The ECB raised its baseline interest rate earlier this week, doing so, it said, in response to the jump in energy prices, which has driven inflation above 3% in the eurozone. Inflation in the rest of the economy—and it’s the same in the US and in the rest of the OECD-esque economies—remains largely muted and under control except to the extent energy costs percolate through them, impacting personal and commercial transportation and shipping, food production, manufacturing, and so on. It’s energy inflation that’s at the core of inflation in today’s overall economy, not a broad excess demand or supply deficiency.
So, I wonder.
When a central bank raises its baseline interest rate, it’s using, if not a cudgel, at least a two-handed sword to address a problem. That’s appropriate, when the problem is broad. But if the problem is narrow, a dagger would seem more appropriate (to continue the metaphor, or perhaps a scalpel, to soften the imagery a little).
Today’s inflationary problem seems narrow, for all its broad effect. It’s energy that’s causing the overall inflation. If raising interest rates is the way to combat inflation, what if a central bank were to raise interest rates only on basic energy production—oil, natural gas, and coal at their input stage, and solar and wind facilities at their component manufacture stage—while leaving its otherwise baseline interest rate unchanged for the rest of the economy?
Clearly that would take some restructuring of its baseline interest control, separating out energy from the rest of an economy.

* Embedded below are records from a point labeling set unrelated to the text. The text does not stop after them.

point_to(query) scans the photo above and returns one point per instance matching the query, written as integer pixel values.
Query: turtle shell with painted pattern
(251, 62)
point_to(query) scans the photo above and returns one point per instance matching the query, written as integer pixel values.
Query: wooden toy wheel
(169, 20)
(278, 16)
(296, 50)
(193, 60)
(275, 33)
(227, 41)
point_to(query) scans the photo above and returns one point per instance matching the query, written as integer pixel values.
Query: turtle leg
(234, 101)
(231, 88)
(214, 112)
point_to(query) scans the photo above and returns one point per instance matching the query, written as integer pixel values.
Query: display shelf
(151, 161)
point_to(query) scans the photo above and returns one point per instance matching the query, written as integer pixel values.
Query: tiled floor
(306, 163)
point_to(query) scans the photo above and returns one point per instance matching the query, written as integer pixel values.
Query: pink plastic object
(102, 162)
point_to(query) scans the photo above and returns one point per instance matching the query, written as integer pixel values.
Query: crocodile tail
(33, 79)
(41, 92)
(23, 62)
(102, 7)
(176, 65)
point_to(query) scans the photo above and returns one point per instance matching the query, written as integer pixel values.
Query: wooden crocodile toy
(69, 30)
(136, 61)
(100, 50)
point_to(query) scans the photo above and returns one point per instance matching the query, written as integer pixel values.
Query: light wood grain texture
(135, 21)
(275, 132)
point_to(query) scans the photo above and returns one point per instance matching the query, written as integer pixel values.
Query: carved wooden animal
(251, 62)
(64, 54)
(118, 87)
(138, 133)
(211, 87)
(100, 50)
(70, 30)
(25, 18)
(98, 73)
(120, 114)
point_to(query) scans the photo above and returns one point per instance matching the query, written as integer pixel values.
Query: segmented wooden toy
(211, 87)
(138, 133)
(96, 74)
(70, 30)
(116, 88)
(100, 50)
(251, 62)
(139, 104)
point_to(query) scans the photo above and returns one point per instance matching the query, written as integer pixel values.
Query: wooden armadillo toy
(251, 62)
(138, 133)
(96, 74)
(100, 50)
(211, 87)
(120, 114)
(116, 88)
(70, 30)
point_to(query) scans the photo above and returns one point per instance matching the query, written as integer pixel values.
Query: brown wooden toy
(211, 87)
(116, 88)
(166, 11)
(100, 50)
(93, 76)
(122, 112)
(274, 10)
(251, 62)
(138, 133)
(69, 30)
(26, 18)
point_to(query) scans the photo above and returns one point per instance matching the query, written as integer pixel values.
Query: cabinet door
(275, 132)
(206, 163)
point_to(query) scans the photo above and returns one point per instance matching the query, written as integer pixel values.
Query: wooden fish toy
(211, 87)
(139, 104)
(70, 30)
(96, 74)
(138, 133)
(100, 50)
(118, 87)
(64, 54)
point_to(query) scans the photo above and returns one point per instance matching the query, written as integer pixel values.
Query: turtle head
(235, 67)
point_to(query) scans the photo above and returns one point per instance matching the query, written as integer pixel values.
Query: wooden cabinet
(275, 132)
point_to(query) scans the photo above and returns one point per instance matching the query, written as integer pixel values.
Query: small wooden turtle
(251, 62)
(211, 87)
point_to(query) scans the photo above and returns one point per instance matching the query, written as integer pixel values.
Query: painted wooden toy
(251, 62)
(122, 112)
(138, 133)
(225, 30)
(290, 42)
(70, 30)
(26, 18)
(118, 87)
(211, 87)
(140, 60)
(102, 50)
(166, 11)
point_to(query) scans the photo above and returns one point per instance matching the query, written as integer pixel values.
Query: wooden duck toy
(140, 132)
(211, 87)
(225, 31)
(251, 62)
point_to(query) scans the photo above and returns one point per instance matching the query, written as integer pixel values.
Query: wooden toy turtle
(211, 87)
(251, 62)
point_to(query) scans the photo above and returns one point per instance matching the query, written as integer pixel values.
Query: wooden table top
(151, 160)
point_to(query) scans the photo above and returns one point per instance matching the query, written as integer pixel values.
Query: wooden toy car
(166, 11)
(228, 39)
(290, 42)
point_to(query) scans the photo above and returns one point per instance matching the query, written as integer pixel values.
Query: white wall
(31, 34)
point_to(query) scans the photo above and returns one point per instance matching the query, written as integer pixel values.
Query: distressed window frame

That might demand legislative support. But there’s no reason a farmer should have to pay a higher interest to borrow to get his seed for next year, when it’s core energy that is impacting the cost of his money and not a shortage of seed or a flood of farmers into the market for that seed. It’s the same for folks borrowing to buy a house or car and for those building houses and factories. It’s underlying energy, not a shortage of labor or a spike in buyers, that’s inflating the cost of their money.
On the other hand, raising interest rates on basic energy production would reduce the amount of energy produced. That would lead to reductions in the supply of all the things to which energy is central in their production. The demand for energy is pretty inelastic in a modern economy—it’s going to be produced, within broad limits, regardless of price, and that price increase still is going to percolate through an economy.
So I wonder (still I wonder). It seems to me that targeting the inputs to energy production—crude oil, natural gas coming out of the well, coal leaving the mine, metals arriving at the solar panel or windmill factory while leaving rates on the rest of an economy alone would reduce inflation growth in the rest of the economy while limiting supply deficiencies more than does raising interest rates all across an economy.